O mère malheureuse ! ô mère délaissée !
Oui, garde sur tes yeux ta paupière baissée.
Je comprends ta tristesse et comprends tes douleurs,
Et mêle à tes regrets mes regrets et mes pleurs.
Plus de verte savane et d’ombreuses collines,
Où s’ouvrait la grenade aux perles purpurines ;
Plus de hauts cocotiers et de beaux orangers
S’affaissant sous le poids de leurs rameaux chargés ;
Et tu ne verses plus sur la mer langoureuse
Qui vient baiser tes pieds de sa vague amoureuse,
Les souffles parfumés et les fraîches senteurs
De tes arbres si beaux que les oiseaux pêcheurs,
Fuyant des flots émus les rumeurs éternelles,
Venaient s’y reposer pour embaumer leurs ailes !

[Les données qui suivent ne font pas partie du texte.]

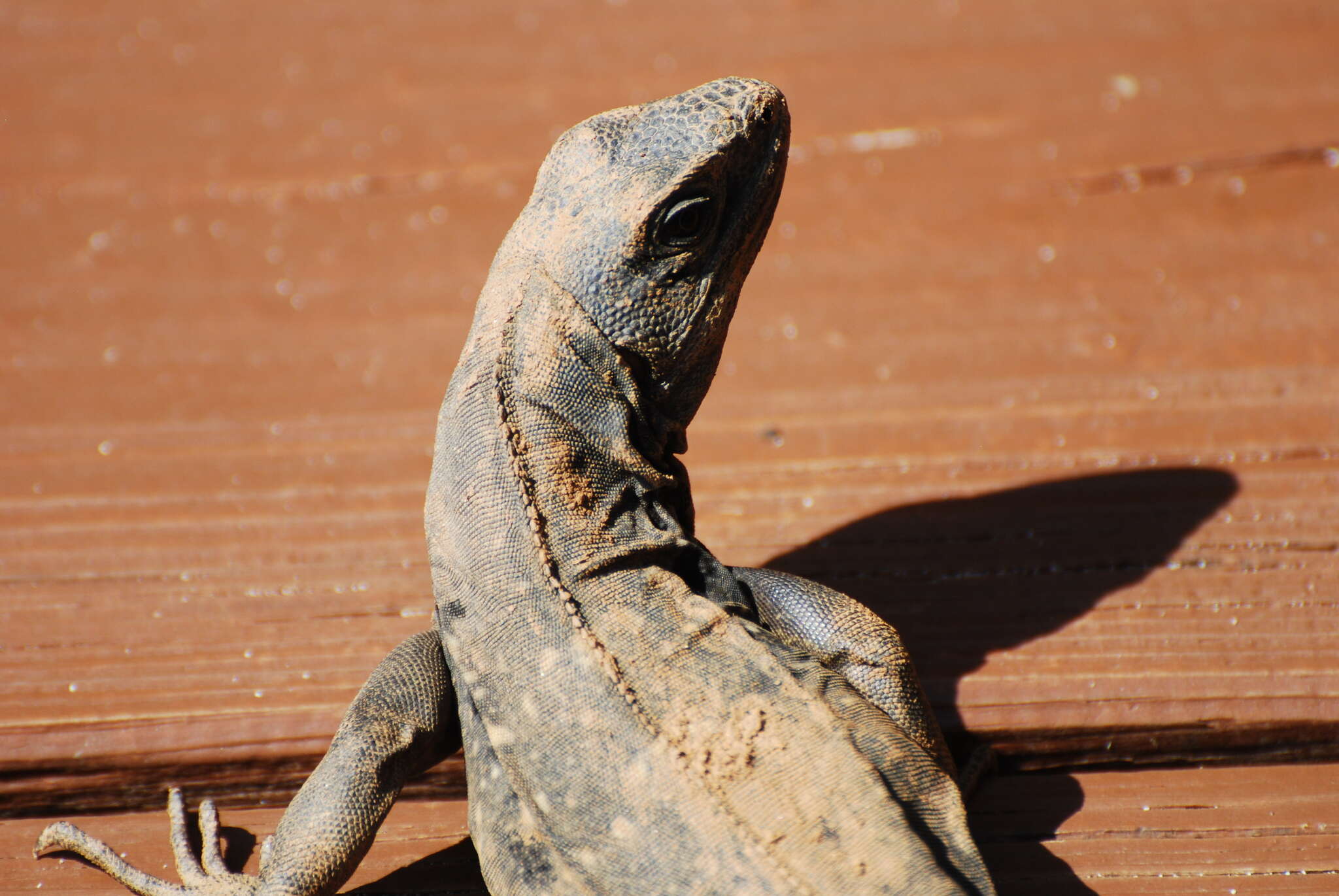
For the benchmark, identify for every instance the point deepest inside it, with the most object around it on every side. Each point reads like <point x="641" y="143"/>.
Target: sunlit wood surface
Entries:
<point x="1040" y="361"/>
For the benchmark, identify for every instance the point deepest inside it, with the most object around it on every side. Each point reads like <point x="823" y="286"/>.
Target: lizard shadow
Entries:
<point x="960" y="579"/>
<point x="454" y="870"/>
<point x="964" y="578"/>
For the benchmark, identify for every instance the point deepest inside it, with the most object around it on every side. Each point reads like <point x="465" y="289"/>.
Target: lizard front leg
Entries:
<point x="402" y="722"/>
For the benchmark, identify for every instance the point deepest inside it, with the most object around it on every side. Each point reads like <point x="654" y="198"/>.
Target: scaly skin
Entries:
<point x="636" y="717"/>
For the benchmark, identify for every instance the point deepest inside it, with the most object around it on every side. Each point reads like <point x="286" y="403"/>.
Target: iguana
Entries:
<point x="636" y="717"/>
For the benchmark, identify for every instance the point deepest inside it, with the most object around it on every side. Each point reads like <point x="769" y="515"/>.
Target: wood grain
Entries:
<point x="1040" y="359"/>
<point x="1162" y="832"/>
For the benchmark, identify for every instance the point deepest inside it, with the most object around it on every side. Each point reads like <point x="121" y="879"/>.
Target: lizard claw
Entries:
<point x="211" y="879"/>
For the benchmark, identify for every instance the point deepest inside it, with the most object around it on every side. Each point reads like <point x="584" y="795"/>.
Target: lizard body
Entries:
<point x="636" y="717"/>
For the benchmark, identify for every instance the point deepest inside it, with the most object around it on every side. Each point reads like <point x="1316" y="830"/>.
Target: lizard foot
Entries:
<point x="208" y="876"/>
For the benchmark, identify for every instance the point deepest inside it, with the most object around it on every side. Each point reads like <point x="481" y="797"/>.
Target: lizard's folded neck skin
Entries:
<point x="602" y="324"/>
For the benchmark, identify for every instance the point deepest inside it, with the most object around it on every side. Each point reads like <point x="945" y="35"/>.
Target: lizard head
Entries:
<point x="651" y="216"/>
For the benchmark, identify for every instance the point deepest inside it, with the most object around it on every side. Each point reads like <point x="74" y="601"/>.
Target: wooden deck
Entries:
<point x="1041" y="361"/>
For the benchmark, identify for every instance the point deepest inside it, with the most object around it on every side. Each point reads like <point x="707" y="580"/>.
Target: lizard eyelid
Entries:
<point x="686" y="223"/>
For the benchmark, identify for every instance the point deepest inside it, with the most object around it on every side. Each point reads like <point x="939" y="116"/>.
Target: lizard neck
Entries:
<point x="590" y="445"/>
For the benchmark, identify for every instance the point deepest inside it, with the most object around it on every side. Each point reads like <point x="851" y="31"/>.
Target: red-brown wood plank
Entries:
<point x="1251" y="831"/>
<point x="1040" y="359"/>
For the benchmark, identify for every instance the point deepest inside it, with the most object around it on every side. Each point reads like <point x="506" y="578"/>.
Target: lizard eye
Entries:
<point x="687" y="223"/>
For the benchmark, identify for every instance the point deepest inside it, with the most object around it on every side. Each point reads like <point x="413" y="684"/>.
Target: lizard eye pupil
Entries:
<point x="686" y="223"/>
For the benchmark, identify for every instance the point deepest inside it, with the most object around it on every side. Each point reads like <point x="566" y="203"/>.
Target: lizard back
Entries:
<point x="624" y="717"/>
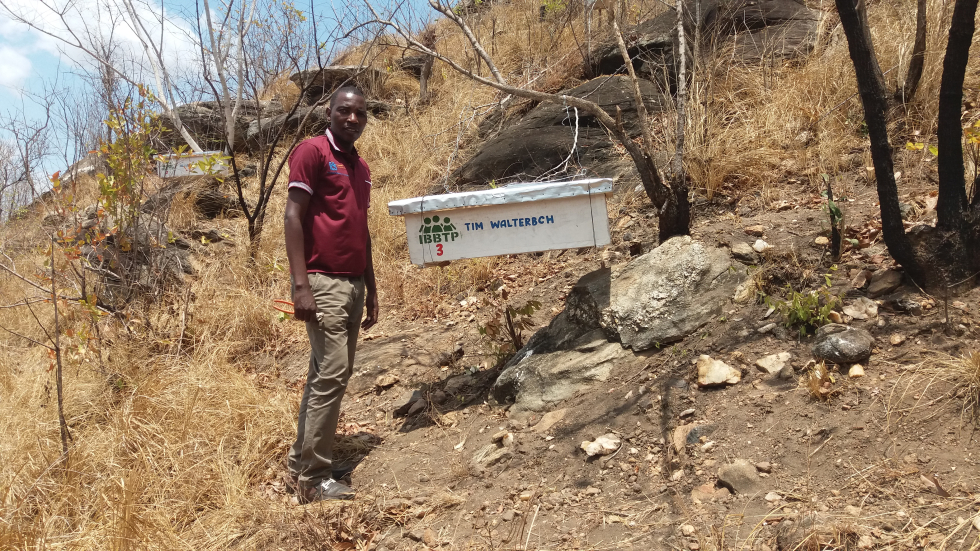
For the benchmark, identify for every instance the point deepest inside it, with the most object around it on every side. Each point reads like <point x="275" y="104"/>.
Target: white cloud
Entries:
<point x="15" y="68"/>
<point x="90" y="22"/>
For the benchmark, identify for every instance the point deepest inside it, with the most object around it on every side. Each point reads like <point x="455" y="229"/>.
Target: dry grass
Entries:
<point x="169" y="449"/>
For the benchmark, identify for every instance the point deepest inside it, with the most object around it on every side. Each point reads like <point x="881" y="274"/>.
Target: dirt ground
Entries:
<point x="886" y="461"/>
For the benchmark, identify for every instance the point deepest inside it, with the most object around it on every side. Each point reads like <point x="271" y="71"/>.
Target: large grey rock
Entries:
<point x="660" y="297"/>
<point x="320" y="83"/>
<point x="541" y="139"/>
<point x="754" y="29"/>
<point x="842" y="344"/>
<point x="263" y="130"/>
<point x="538" y="381"/>
<point x="740" y="477"/>
<point x="667" y="294"/>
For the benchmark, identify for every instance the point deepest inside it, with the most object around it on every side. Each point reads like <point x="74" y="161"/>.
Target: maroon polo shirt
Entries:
<point x="335" y="232"/>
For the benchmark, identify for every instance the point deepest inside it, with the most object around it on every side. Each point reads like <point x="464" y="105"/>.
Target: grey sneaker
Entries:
<point x="326" y="490"/>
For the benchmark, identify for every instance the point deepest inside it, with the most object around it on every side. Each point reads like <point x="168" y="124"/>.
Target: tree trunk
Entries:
<point x="424" y="79"/>
<point x="952" y="183"/>
<point x="918" y="55"/>
<point x="871" y="86"/>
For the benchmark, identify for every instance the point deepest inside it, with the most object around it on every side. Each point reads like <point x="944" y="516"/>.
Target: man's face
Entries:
<point x="348" y="116"/>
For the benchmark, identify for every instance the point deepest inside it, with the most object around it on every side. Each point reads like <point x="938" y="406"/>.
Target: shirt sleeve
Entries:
<point x="305" y="164"/>
<point x="370" y="184"/>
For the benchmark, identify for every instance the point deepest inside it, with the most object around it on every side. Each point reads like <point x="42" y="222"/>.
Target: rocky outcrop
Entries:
<point x="754" y="29"/>
<point x="257" y="123"/>
<point x="667" y="294"/>
<point x="541" y="380"/>
<point x="541" y="140"/>
<point x="842" y="344"/>
<point x="320" y="83"/>
<point x="657" y="298"/>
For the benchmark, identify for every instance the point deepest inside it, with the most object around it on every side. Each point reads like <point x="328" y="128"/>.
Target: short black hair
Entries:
<point x="347" y="88"/>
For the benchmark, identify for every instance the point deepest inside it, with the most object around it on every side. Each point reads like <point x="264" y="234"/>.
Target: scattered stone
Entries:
<point x="773" y="363"/>
<point x="418" y="406"/>
<point x="679" y="437"/>
<point x="787" y="372"/>
<point x="760" y="246"/>
<point x="716" y="372"/>
<point x="883" y="282"/>
<point x="459" y="383"/>
<point x="405" y="402"/>
<point x="396" y="505"/>
<point x="707" y="492"/>
<point x="853" y="511"/>
<point x="743" y="252"/>
<point x="842" y="344"/>
<point x="604" y="445"/>
<point x="740" y="477"/>
<point x="862" y="308"/>
<point x="488" y="456"/>
<point x="902" y="302"/>
<point x="861" y="279"/>
<point x="549" y="420"/>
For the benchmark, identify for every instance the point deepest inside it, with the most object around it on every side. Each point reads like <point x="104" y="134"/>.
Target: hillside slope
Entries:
<point x="181" y="407"/>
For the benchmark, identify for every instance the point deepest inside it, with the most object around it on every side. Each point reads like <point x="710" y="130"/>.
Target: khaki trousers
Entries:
<point x="333" y="339"/>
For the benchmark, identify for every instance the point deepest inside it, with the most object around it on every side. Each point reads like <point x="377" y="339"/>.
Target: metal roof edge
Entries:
<point x="514" y="193"/>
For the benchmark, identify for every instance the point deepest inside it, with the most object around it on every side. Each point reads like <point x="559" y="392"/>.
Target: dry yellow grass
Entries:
<point x="169" y="449"/>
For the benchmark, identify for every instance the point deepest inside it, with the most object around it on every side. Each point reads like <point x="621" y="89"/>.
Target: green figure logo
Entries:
<point x="434" y="230"/>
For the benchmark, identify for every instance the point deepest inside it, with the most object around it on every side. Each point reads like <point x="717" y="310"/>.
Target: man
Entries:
<point x="329" y="251"/>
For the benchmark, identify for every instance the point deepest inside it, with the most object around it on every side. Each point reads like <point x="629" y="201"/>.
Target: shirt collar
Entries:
<point x="333" y="144"/>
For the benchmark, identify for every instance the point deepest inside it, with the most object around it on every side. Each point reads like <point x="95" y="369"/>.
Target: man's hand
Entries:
<point x="371" y="305"/>
<point x="304" y="305"/>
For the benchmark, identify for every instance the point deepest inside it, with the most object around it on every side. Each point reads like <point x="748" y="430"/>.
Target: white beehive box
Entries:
<point x="519" y="218"/>
<point x="173" y="165"/>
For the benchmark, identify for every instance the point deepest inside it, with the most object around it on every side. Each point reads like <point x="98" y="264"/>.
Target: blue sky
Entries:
<point x="32" y="62"/>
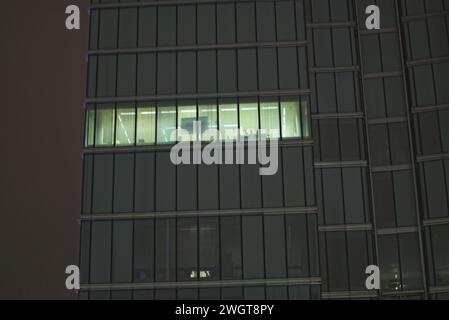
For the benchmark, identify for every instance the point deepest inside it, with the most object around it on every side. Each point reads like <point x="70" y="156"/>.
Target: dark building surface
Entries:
<point x="363" y="122"/>
<point x="42" y="81"/>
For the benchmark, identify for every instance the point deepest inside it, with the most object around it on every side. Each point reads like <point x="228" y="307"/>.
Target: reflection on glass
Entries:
<point x="228" y="121"/>
<point x="186" y="120"/>
<point x="249" y="121"/>
<point x="146" y="125"/>
<point x="104" y="133"/>
<point x="125" y="127"/>
<point x="208" y="117"/>
<point x="90" y="127"/>
<point x="166" y="124"/>
<point x="269" y="120"/>
<point x="291" y="127"/>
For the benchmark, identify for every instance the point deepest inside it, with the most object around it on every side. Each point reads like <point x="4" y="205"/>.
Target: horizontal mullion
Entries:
<point x="345" y="227"/>
<point x="391" y="168"/>
<point x="349" y="294"/>
<point x="399" y="230"/>
<point x="326" y="25"/>
<point x="420" y="62"/>
<point x="152" y="3"/>
<point x="387" y="120"/>
<point x="422" y="109"/>
<point x="435" y="222"/>
<point x="378" y="31"/>
<point x="340" y="164"/>
<point x="385" y="74"/>
<point x="271" y="44"/>
<point x="334" y="69"/>
<point x="424" y="16"/>
<point x="167" y="147"/>
<point x="203" y="284"/>
<point x="203" y="213"/>
<point x="236" y="94"/>
<point x="433" y="157"/>
<point x="347" y="115"/>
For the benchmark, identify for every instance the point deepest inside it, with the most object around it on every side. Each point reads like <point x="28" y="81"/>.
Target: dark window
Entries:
<point x="106" y="83"/>
<point x="147" y="27"/>
<point x="108" y="29"/>
<point x="206" y="24"/>
<point x="100" y="262"/>
<point x="123" y="183"/>
<point x="167" y="26"/>
<point x="275" y="258"/>
<point x="337" y="267"/>
<point x="226" y="22"/>
<point x="102" y="191"/>
<point x="285" y="17"/>
<point x="144" y="251"/>
<point x="186" y="25"/>
<point x="165" y="252"/>
<point x="166" y="73"/>
<point x="146" y="74"/>
<point x="187" y="249"/>
<point x="266" y="30"/>
<point x="253" y="257"/>
<point x="297" y="246"/>
<point x="246" y="24"/>
<point x="231" y="251"/>
<point x="209" y="256"/>
<point x="333" y="196"/>
<point x="128" y="28"/>
<point x="122" y="251"/>
<point x="187" y="72"/>
<point x="436" y="189"/>
<point x="440" y="243"/>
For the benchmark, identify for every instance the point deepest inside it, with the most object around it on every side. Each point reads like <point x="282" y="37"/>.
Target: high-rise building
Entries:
<point x="362" y="118"/>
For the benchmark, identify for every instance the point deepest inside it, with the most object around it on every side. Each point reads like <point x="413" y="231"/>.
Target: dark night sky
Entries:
<point x="42" y="81"/>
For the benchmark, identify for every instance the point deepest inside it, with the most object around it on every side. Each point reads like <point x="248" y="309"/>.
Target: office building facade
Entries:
<point x="362" y="119"/>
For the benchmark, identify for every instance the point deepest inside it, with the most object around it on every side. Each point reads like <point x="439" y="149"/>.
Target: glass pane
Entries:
<point x="144" y="251"/>
<point x="186" y="119"/>
<point x="249" y="121"/>
<point x="90" y="127"/>
<point x="166" y="124"/>
<point x="187" y="249"/>
<point x="126" y="123"/>
<point x="209" y="245"/>
<point x="291" y="127"/>
<point x="269" y="120"/>
<point x="305" y="120"/>
<point x="104" y="133"/>
<point x="228" y="121"/>
<point x="208" y="117"/>
<point x="146" y="125"/>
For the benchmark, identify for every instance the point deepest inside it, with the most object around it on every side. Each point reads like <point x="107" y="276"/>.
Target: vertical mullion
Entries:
<point x="368" y="151"/>
<point x="412" y="153"/>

Mais tout n’est pas perdu, mère, console-toi !
Il te reste des fils qui t’ont gardé leur foi,
Qui, n’empruntant jamais leur vol aux hirondelles,
Quand tout te trahirait te resteraient fidèles,
Et qui, pour te servir jusqu’à leur dernier jour,
A défaut du génie auront du moins l’amour !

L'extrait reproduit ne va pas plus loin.